We ask ourselves that every single time and it even actually helps dictate how frequently we do deals. When we did a deal in April of last year, it was super small. So we thought that’s all right, within 12 months, we get this done. We got the payment deal, we’re like, won’t be too disruptive, we can do that one within 12 months to the second. but then you get to a point where like, we couldn’t do it in 12 months. So we shouldn’t do it, because anytime it took us longer than 12 months, it hurts the business for the organic business or other inorganic business. That 12 months normalization was another critical lesson for us that we hold true to.
And then the third rule is around ownership. We don’t ever keep the owners of the businesses. We’re not like a Constellation Software or other consolidators that just own the companies and the services and they operate them. We’re the operator.

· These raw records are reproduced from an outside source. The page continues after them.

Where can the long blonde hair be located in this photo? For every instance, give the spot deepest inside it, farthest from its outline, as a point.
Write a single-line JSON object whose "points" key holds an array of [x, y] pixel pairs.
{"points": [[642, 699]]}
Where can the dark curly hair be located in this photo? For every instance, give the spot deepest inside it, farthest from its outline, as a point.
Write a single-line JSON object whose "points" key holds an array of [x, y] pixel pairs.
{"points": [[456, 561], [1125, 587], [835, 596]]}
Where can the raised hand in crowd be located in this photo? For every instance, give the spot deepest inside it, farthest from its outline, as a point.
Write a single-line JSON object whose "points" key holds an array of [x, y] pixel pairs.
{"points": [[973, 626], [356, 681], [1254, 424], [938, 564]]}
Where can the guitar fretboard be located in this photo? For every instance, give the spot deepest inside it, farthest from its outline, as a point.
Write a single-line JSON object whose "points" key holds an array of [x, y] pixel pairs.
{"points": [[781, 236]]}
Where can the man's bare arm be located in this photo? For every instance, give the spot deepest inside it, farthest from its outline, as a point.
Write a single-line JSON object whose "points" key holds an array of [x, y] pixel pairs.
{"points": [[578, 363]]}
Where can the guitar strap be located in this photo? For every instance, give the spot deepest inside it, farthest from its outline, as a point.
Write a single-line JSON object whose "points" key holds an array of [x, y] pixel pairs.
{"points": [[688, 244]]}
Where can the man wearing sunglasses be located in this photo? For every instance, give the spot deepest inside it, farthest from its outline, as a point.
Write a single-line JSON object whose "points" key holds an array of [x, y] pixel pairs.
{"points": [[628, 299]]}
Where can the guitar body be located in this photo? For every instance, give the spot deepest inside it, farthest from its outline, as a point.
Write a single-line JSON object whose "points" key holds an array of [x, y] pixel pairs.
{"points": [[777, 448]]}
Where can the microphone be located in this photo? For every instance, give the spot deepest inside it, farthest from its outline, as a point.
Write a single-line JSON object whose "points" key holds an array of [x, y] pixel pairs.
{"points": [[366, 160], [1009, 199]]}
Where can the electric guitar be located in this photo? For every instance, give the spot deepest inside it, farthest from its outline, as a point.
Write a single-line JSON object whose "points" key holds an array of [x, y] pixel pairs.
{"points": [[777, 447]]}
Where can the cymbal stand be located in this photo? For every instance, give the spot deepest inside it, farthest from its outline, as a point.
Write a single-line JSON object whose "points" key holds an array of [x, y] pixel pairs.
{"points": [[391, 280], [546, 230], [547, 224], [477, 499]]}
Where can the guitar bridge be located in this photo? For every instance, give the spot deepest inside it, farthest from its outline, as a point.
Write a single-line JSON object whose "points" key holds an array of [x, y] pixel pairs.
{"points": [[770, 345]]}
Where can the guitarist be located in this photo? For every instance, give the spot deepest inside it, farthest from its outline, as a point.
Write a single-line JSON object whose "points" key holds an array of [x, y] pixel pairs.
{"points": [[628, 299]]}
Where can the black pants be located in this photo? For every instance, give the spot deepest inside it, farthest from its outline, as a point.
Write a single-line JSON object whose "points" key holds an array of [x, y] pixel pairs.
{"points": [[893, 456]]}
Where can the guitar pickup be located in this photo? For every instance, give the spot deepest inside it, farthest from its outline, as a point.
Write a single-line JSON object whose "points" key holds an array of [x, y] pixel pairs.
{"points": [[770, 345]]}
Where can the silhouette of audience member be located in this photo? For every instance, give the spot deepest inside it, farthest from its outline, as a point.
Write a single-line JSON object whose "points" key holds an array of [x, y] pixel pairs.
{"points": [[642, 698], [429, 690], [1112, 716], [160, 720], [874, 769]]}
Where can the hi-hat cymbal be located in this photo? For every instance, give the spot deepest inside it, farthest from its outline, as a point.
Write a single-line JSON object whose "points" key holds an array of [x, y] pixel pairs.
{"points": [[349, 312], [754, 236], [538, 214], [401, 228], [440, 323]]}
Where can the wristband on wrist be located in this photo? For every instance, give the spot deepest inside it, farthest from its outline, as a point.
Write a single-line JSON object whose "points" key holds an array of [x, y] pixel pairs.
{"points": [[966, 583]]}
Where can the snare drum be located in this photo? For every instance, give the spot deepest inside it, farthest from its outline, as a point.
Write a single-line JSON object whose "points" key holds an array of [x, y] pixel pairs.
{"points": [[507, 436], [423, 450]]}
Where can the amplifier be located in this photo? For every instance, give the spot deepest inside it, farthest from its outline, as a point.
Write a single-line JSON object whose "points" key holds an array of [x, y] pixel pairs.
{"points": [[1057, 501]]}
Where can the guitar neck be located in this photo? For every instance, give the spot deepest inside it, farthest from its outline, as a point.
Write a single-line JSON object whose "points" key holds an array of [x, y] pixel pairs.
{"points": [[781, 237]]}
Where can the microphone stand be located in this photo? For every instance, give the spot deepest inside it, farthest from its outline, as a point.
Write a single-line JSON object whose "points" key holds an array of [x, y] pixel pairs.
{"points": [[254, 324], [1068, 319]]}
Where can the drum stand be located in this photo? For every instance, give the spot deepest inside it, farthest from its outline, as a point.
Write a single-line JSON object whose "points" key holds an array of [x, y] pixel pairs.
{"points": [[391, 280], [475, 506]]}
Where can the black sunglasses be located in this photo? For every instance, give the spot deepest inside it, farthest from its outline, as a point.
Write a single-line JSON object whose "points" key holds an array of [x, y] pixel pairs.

If we’re the operator, if we’re in there running the business, operating the business, having the owners there that had different opinions, the founders, is tricky. They may come in for 90 days, maybe even a year or two. But really, it’s not a long-term relationship. It’s critical for us for those owners to realize that that there’s for sure a transition that needs to happen and that here is an end because maybe our theories about business and the direction we’re taking are different than theirs. You don’t have too many cooks in the kitchen, love the number two and number three players, but the founders we never keep.
About Steve Levely

Steve Levely is the CEO of Ackroo, a platform that provides marketing, payment, and point-of-sale solutions for merchants of all sizes. As the CEO of Ackroo, Steve leads the company’s corporate strategy, where he transitioned into this role after previously serving as the company’s EVP of Sales & Marketing and currently leads the growth through acquisitions strategy to increase revenue of the SaaS portfolio.
Ackroo’s self-serve, data-driven, cloud-based marketing platform helps merchants in-store and online process and manage loyalty, gift card, and promotional transactions at the point of sale in order to attract, engage and grow their customers while increasing their revenues and margins.
Steve brings over 15 years of successful sales leadership and business development experience from various small and large organizations.